An MCP (Model Context Protocol) server that provides a clean interface for LLMs to use text completion capabilities through the MCP protocol. It acts as a bridge between an LLM client and any OpenAI's compatible API.

How to use OpenAI Complete MCP Server?

First, clone the repository, install dependencies using pnpm, and build the project. Configure the required environment variables (OPENAI_API_KEY, OPENAI_API_BASE, OPENAI_MODEL). Then, start the server using pnpm start. Alternatively, you can use Docker to build and run the server, providing the necessary environment variables or using a .env file.

Key features of OpenAI Complete MCP Server

  • Provides a single tool named 'complete' for generating text completions

  • Properly handles asynchronous processing to avoid blocking

  • Implements timeout handling with graceful fallbacks

  • Supports cancellation of ongoing requests

Use cases of OpenAI Complete MCP Server

  • Integrating base LLMs with MCP clients

  • Providing a standardized text completion interface

  • Building tools that require text generation capabilities

  • Bridging different LLM APIs

FAQ from OpenAI Complete MCP Server

What is the primary use case?

The primary use case is for base models, as the server does not provide support for chat completions.

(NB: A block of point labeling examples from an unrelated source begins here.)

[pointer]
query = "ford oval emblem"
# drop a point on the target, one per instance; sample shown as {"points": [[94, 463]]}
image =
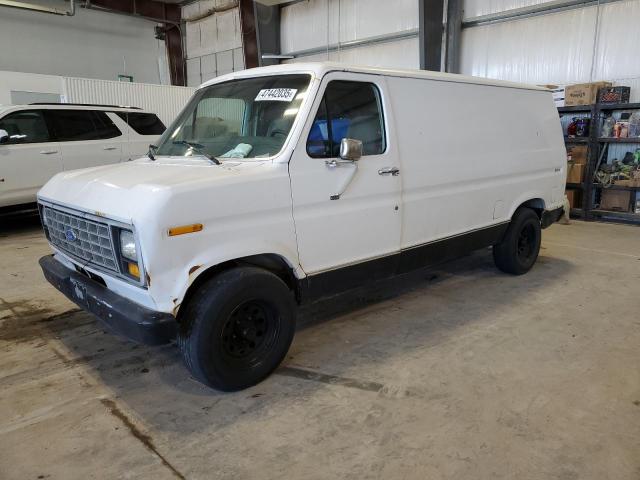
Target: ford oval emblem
{"points": [[70, 234]]}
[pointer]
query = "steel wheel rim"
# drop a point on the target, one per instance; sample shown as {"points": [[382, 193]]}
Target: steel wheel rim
{"points": [[526, 242], [249, 332]]}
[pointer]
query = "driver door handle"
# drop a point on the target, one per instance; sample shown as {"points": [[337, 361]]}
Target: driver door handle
{"points": [[394, 171]]}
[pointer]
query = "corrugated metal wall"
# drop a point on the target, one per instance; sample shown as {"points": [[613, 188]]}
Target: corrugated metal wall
{"points": [[317, 23], [213, 44], [556, 48], [165, 101]]}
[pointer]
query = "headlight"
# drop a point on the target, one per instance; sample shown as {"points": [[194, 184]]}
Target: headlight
{"points": [[128, 245]]}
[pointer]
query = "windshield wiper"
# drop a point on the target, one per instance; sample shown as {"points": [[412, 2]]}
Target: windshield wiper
{"points": [[152, 148], [199, 148]]}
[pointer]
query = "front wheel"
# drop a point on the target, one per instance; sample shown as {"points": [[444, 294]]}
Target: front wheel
{"points": [[518, 250], [237, 328]]}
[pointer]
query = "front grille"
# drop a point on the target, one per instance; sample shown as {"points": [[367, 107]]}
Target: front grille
{"points": [[85, 239]]}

What environment variables are required?

The required environment variables are OPENAI_API_KEY, OPENAI_API_BASE, and OPENAI_MODEL.

How do I install the server?

Clone the repository, install dependencies using pnpm install, and build the project using pnpm run build.

How do I start the server?

Run pnpm start to start the server on stdio.

What parameters are available for the 'complete' tool?

The parameters are prompt (required), max_tokens, temperature, top_p, frequency_penalty, and presence_penalty.